The shift is hurting western multinationals, with deflationary forces amid burgeoning production capacity. “We have seen the investment community mark down expectations for these companies because they will have to change tack with lower-cost products and services,” says Joseph Quinlan, head of market strategy for the chief investment office at Merrill and Bank of America Private Bank.

Another challenge for multinationals outside of China is stiffened competition as Chinese companies innovate and expand—often with the backing of the government. Local rivals are upping the ante across sectors by building on their knowledge of local consumer preferences and the ability to produce higher-quality products.

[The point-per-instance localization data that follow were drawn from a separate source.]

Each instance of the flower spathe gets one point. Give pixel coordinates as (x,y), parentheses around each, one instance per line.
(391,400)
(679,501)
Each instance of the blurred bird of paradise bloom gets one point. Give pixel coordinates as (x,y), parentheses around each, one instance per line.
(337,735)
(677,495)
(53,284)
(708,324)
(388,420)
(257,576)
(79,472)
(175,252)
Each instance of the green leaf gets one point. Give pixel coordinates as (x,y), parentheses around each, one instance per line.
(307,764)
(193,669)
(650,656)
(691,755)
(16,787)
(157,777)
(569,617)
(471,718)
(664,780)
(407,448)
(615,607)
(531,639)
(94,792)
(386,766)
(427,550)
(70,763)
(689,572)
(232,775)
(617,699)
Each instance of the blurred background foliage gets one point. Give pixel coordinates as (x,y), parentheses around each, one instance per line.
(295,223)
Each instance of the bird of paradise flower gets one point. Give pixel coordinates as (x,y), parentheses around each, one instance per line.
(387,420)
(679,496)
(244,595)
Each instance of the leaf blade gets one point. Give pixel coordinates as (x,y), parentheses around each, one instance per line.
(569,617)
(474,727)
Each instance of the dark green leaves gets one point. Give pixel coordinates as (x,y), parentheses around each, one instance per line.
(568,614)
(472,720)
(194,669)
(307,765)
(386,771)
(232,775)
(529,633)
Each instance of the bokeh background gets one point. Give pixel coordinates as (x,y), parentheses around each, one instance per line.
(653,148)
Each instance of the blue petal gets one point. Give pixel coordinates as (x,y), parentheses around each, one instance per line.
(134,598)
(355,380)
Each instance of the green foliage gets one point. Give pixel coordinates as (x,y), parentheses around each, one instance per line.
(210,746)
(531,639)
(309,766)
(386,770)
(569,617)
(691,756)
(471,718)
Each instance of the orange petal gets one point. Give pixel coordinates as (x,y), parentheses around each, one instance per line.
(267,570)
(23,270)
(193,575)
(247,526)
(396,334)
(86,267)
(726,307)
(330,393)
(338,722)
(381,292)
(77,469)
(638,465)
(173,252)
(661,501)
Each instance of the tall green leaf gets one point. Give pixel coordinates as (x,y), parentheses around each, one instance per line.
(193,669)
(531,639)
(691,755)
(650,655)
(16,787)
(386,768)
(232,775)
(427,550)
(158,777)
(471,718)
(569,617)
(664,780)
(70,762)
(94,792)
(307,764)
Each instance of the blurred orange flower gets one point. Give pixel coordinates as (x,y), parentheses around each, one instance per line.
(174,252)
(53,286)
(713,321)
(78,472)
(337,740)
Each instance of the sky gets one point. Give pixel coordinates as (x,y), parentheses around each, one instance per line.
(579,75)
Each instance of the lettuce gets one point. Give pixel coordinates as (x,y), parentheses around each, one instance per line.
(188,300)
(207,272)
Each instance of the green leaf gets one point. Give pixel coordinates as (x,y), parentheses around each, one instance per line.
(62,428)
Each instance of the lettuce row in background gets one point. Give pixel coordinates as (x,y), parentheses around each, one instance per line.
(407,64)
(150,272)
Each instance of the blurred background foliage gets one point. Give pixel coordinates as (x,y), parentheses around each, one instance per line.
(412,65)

Some global multinationals are having a hard time keeping up with homegrown innovation. Auto makers including General Motors have seen sales tumble and struggled to turn profitable as Chinese car shoppers increasingly opt for electric vehicles from BYD or NIO that are similar in price to internal-combustion-engine cars from foreign auto makers.

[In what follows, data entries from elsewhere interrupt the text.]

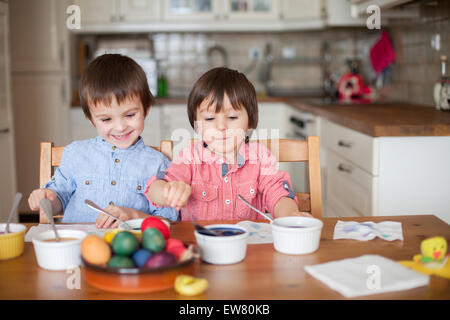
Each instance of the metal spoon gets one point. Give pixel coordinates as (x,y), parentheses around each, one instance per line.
(260,212)
(16,202)
(92,205)
(47,208)
(201,229)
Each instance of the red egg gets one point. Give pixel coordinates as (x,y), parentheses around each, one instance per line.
(173,243)
(153,222)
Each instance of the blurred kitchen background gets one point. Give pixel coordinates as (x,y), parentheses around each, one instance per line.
(287,48)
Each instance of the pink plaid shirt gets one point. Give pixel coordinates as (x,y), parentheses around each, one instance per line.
(215,186)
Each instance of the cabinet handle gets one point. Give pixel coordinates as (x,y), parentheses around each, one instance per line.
(344,144)
(61,54)
(342,167)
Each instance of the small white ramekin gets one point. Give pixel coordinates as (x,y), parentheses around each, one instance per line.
(222,249)
(296,240)
(58,255)
(136,223)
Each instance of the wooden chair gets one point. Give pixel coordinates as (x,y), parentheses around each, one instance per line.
(289,150)
(51,158)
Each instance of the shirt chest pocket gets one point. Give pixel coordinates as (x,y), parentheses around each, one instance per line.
(205,196)
(248,191)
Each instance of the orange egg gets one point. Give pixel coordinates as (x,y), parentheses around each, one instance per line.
(95,250)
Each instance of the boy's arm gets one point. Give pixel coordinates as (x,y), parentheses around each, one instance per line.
(287,207)
(155,193)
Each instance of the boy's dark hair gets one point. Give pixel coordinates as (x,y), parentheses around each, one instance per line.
(113,75)
(219,81)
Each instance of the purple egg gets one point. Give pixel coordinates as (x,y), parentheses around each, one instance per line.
(160,259)
(140,257)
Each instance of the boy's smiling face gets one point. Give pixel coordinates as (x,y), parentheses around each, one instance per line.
(119,124)
(223,131)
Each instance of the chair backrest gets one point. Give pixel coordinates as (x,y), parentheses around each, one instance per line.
(51,158)
(289,150)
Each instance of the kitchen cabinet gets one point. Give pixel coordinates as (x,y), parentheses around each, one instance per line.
(383,176)
(8,187)
(191,10)
(301,9)
(117,11)
(40,83)
(251,10)
(40,41)
(41,113)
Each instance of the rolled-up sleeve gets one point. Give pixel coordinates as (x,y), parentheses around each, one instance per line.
(62,182)
(273,183)
(178,170)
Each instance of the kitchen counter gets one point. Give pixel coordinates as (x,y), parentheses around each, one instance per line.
(388,119)
(263,274)
(383,119)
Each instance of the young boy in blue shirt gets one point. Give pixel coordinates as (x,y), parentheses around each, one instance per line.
(112,168)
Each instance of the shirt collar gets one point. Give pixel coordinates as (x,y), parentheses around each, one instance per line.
(136,146)
(210,157)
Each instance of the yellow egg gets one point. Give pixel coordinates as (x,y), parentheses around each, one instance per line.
(95,250)
(109,235)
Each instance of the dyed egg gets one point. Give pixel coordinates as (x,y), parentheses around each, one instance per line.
(153,222)
(173,243)
(95,250)
(153,240)
(125,243)
(120,262)
(140,257)
(160,259)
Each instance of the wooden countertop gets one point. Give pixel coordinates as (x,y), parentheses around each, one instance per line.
(263,274)
(383,119)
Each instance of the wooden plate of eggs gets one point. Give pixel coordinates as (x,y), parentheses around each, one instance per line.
(136,261)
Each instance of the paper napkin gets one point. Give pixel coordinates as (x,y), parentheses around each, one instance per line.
(363,231)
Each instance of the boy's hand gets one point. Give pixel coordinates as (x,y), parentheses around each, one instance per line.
(37,195)
(104,221)
(176,194)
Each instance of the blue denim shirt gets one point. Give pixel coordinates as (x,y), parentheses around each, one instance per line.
(96,170)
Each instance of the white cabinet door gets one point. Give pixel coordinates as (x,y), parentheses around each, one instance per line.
(39,41)
(139,10)
(301,9)
(251,9)
(41,113)
(191,10)
(97,11)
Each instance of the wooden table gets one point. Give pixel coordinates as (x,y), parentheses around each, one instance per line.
(264,274)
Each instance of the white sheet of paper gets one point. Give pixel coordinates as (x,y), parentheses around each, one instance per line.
(89,228)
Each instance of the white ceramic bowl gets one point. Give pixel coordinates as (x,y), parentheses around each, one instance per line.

“China’s electric-vehicle makers have by leaps and bounds surpassed the capabilities of foreign brands who have a tie to the profit pool of internal combustible engines that they don’t want to disrupt,” says Christine Phillpotts, a fund manager for Ariel Investments’ emerging markets strategies.

Chinese companies are often faster than global rivals to market with new products or tweaks. “The cycle can be half of what it is for a global multinational with subsidiaries that need to check with headquarters, do an analysis, and then refresh,” Phillpotts says.

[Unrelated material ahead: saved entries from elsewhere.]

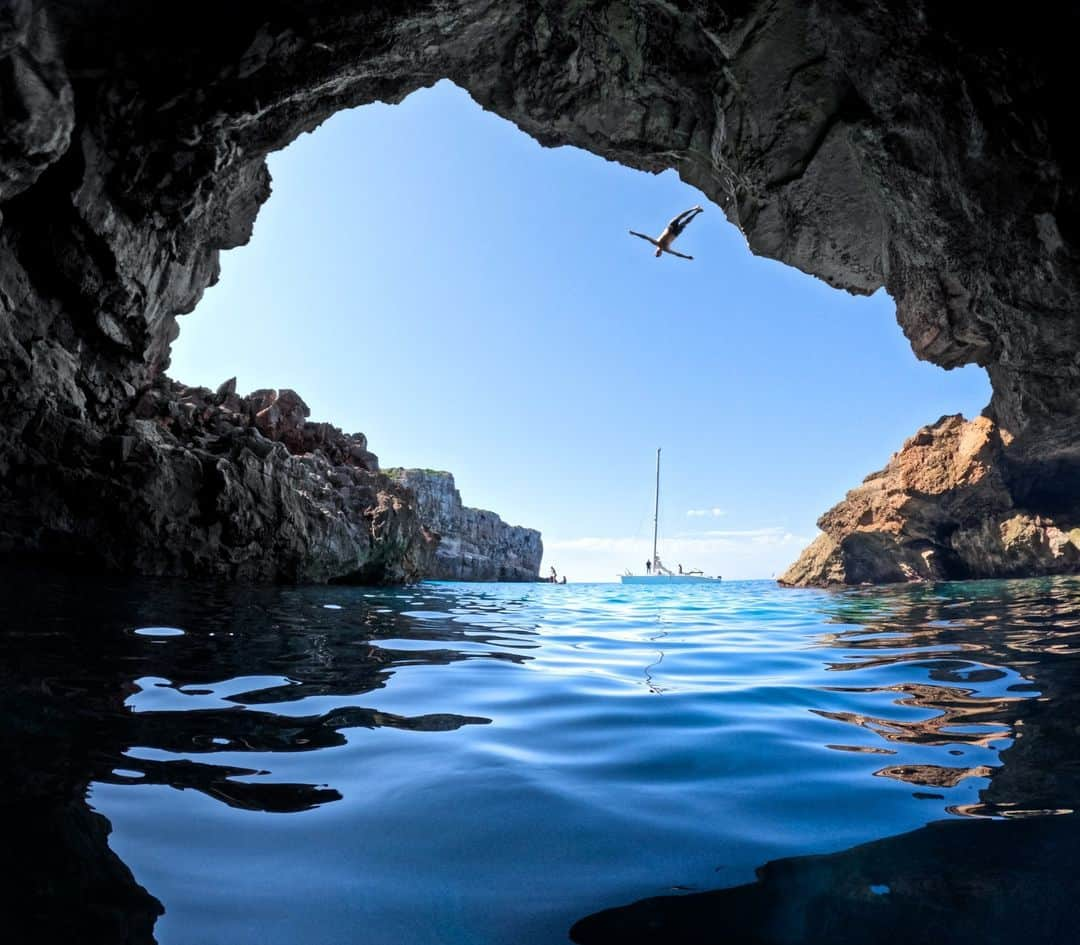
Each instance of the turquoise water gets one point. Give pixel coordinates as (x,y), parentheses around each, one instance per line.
(493,764)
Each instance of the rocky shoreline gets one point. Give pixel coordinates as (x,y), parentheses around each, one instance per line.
(474,544)
(961,499)
(914,146)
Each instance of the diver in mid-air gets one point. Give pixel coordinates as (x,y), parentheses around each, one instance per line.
(671,231)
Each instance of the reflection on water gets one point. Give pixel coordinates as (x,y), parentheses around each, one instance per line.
(488,764)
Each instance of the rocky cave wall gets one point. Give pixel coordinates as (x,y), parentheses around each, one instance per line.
(474,544)
(922,147)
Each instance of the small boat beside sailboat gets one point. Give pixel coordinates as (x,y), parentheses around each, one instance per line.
(655,570)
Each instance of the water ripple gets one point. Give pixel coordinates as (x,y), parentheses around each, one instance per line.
(451,745)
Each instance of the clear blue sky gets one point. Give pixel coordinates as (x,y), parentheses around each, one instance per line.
(428,274)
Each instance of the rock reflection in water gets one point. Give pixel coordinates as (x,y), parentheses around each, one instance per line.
(70,715)
(973,882)
(1011,875)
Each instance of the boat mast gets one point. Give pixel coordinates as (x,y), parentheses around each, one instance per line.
(656,512)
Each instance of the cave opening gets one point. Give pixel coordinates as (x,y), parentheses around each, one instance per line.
(427,273)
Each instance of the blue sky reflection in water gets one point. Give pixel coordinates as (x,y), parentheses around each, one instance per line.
(490,764)
(430,275)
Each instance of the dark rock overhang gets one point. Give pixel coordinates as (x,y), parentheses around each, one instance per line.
(921,147)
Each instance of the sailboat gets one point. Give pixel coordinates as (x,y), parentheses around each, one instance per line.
(660,575)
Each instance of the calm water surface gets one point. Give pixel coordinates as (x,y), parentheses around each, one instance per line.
(504,764)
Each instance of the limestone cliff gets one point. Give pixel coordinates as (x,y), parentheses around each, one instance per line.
(473,544)
(925,147)
(959,500)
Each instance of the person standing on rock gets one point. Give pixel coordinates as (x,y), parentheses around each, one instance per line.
(671,231)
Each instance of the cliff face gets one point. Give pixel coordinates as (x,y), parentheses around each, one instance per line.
(959,500)
(473,544)
(925,147)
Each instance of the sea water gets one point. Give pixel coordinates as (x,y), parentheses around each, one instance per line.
(497,763)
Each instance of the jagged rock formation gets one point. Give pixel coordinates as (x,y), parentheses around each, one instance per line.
(957,501)
(474,544)
(925,147)
(216,485)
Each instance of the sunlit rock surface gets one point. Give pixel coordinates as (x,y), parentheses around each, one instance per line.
(474,544)
(914,146)
(961,499)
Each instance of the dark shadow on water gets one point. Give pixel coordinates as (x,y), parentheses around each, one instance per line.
(1009,871)
(70,662)
(966,882)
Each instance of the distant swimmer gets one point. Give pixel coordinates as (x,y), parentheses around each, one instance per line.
(671,231)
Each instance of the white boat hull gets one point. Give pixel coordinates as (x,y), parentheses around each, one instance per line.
(667,579)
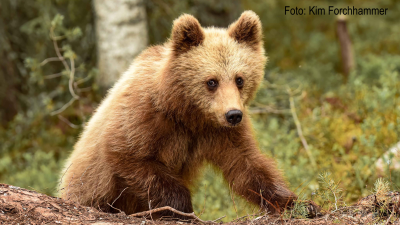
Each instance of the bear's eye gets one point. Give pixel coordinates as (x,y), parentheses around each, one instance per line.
(239,82)
(212,84)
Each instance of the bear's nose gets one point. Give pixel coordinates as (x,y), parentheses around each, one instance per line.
(234,116)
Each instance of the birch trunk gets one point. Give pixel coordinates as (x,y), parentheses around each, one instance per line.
(121,30)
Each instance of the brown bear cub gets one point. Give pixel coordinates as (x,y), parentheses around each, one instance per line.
(179,105)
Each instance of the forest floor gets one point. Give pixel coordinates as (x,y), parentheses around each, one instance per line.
(22,206)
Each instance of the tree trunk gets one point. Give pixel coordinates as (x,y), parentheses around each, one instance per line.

For many companies and investors, next year remains a question mark. Ashland CEO Guillermo Novo said in an August call with analysts that the chemical company was seeing a “big change” in China, with activity slowing and competition on pricing becoming more aggressive. The company, he said, was still trying to grasp the repercussions as it has created uncertainty in its 2025 outlook.

Sticking Around

Few companies are giving up. Executives at big global consumer and retail companies show no signs of reducing investment, with most still describing China as a long-term growth market, says Dana Telsey, CEO of Telsey Advisory Group.

Starbucks executives described the long-term opportunity as “significant,” with higher growth and margin opportunities in the future as China’s population continues to move from rural to suburban areas. But they also noted that their approach is evolving and they are in the early stages of exploring strategic partnerships.

Walmart sold its stake in August in Chinese e-commerce giant JD.com for $3.6 billion after an eight-year noncompete agreement expired. Analysts expect it to pump the money into its own Sam’s Club and Walmart China operation, which have benefited from the trend toward trading down in China.

“The story isn’t over for the global companies,” Phillpotts says. “It just means the effort and investment will be greater to compete.”

Corrections & Amplifications

Joseph Quinlan is head of market strategy for the chief investment office at Merrill and Bank of America Private Bank. An earlier version of this article incorrectly used his old title.